In response, Call made two new YouTube channels and a Rumble channel. However, his viewership has been drastically reduced, although he claims this won’t stop him from trying to rebuild. Call is likely neither the first nor last to use this strategy, and, if undetected, this can pose significant difficulties in moderating harmful content, especially if they are created as “gaming channels” with non-conspiratorial content initially. Logically Facts reached out to YouTube for comment to learn more about their reasons behind the removal but did not hear back.

Call also uses a “self-destruct” approach to uploading content, where uploaded videos are deleted a few days after publishing, a tactic often used by QAnon creators to evade violations and policies on YouTube and remain undetected. This tactic aims to “game” the platform's rules by removing content that violates policies before it can be found and cause channel suspensions. In Call’s case, his channel would often look dead and inactive or recently reactivated with at most one or two recent videos visible, before deleting the videos five days later, thus evading detection. Call’s tactics hint at a broader problem of adaptation; while he is not unique, his situation shows how conspiracy theorists online continuously adapt strategies to evade moderation policies.

How online hate feeds into conspiracy theories 

His tactics of content moderation are not all that has allowed Call to grow his audience: he has also rode the wave of the recent spike in online antisemitism. Research has shown that this is an increasing trend in online discourse, and following Twitter’s acquisition by Elon Musk there has been a major spike in antisemitic posts. These include antisemitic comments from Kanye West in late 2022 and a surge of TikTok posts about the Neo-nazi documentary “Europa the Last Battle” gaining high traction. This uptick allows conspiracy theorists like Call to use the issue to extend his reach. Call has supported West’s comments, but claimed it was likely a psyop with West being a puppet. Beyond his response to Kanye, Call often asserts that “Satanists and Jews are the same.”

Call also feeds into a form of moral panic prevalent in conspiracy theories and overlapping with Western politics in an evolution of the Satanic Panic that started in the 1980s and has recently gained a resurgence through QAnon. Call asserts that a “judgment day” is coming, and all his previously mentioned conspiracies are related to a satanic deep state with an agenda to eradicate Christianity. This moral panic is further manifested through bigotry and fear of moral decay with homophobia, transphobia, and antisemitism to blame.

Call is part of a wider problem online of rising antisemitism and conspiracy theories being pushed alongside the rhetoric of a Christian moral panic and exacerbated by issues with the moderation of large-scale online platforms. These conspiracies continue to circulate online and Call’s situation shows a variety of tactics used to evade content moderation and further spread these claims.
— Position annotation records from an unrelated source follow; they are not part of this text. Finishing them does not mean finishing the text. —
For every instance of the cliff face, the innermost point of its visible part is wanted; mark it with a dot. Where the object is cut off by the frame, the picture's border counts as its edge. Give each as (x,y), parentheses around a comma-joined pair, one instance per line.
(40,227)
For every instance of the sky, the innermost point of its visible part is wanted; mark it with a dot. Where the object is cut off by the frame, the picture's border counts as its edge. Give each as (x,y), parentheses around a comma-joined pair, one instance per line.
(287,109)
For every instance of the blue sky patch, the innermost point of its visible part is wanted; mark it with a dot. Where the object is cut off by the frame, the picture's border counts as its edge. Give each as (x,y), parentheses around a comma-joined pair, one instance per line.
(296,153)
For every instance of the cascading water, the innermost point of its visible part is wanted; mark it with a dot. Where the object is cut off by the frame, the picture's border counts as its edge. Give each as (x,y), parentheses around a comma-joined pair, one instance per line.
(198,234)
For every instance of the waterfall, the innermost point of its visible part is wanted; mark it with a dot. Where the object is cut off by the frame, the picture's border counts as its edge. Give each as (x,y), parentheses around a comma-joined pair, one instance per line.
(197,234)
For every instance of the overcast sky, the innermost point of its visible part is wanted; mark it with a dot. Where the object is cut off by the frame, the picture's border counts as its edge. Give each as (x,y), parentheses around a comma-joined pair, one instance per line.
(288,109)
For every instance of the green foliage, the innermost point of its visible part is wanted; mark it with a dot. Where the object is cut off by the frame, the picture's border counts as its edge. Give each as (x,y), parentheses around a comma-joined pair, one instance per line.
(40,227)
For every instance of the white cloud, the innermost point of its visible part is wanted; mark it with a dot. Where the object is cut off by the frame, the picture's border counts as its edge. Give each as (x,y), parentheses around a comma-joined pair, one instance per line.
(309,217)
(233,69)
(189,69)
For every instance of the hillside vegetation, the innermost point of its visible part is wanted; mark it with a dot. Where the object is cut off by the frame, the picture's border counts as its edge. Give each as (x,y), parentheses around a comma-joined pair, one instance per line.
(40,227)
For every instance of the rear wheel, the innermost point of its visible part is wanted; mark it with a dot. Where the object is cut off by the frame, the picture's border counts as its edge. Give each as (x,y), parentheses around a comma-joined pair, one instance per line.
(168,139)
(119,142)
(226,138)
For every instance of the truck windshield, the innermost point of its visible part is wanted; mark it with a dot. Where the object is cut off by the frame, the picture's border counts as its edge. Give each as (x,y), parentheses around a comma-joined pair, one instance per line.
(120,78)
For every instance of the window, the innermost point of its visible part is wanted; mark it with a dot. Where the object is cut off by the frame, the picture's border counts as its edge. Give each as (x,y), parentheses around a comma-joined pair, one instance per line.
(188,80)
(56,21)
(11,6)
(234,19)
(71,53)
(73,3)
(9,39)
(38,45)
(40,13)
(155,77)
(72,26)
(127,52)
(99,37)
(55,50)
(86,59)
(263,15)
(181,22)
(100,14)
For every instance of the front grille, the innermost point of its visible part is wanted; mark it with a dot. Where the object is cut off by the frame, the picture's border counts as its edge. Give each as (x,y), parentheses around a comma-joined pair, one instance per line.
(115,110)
Importantly, these conspiracies have actual consequences, and adherents target minorities and vulnerable people, including the LGTBQ+ community, by associating them with what is considered “Moral decay.”  Resolving this issue is not an easy task, and with recent layoffs of staff at Twitch, as part of wider Amazon layoffs, this current method of moderation will likely resume without much to address the problem of harmful or conspiratorial messages or links spreading through chat.